Just passed the 1000 km marker. Thoughts on biking Thailand are quit positive. There are no bicycle paths or routes but traffic is generally relaxed and save. Mostly there is a big shoulder on the road and if not they give you space. The food you can buy along the road is insanely good. I don’t always know wat it is but it never disapoints. The very dirty looking ones are the best in my experience. The only time I had some stomach problems was after a resaurant diner in Chiang Mai.



The route through Thailand.

New blog, New trip

Hello and welcome to my new bike travelling site.

The language will be English here because not everybody intrested can read Dutch. I will try to make some pieces on my Dutch site in Dutch.
Everybody can also comment on blog posts, see at the top of each post (Leave a comment). It will be appreciated and I will definitely follow it and react when required. Remember I’m not always online, so it can take some time for me to react.
This short introduction ends here, so let’s go biking!

South East Asia is the region where I will be biking through.
Rough plan at the moment: start in Bangkok go up north to Laos then east to Vietnam then back south again and through Cambodia back to Bangkok. If there is some time left I would also like to go visit some beaches in the south of Thailand. Currently I’m making a list of places I should visit, like Angkor Wat in Cambodia, and nice stretches to bike over. Leave a comment if you have a must see location or any other great idea. I will publish my list when I know a bit more.

But let me start at the beginning.
Flying to Bangkok was the easiest (read: cheapest) way to go there to start my trip. I was flying with Emirates which had no extra charge for a bicycle. They also did not require a box to put it in, they do prefer it though, and the bike survived the trip without a scratch, Wow!

Bangkok airport is about 20 km from the city. It was just dark and the road to the city was busy and I had no clue how to go myself. There is a direct train connection, but they don’t allow bicycles on it. The taxidrivers however are very willing to take me.

Bangkok by night
Bangkok by night

I stayed only two nights and didn’t see a lot of this incredible big city full of energy. But I will be back here in a couple of months.
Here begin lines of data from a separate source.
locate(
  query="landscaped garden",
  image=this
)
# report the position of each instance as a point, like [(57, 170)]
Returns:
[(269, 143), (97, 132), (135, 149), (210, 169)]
The best way to leave the city I think is by train but there is no station near my hotel, so I decided to bike out of Bangkok. Finding my way through the very busy and big city was quite a challenge. It was strange that I never felt unsafe, the traffick here is quite friendly. No honking or middlefingers and if there is no space for cars to pass me they wait till there is space. But mind you if you wanna do sightseeing on your bike. There is no space for that, you have to go along with the traffick.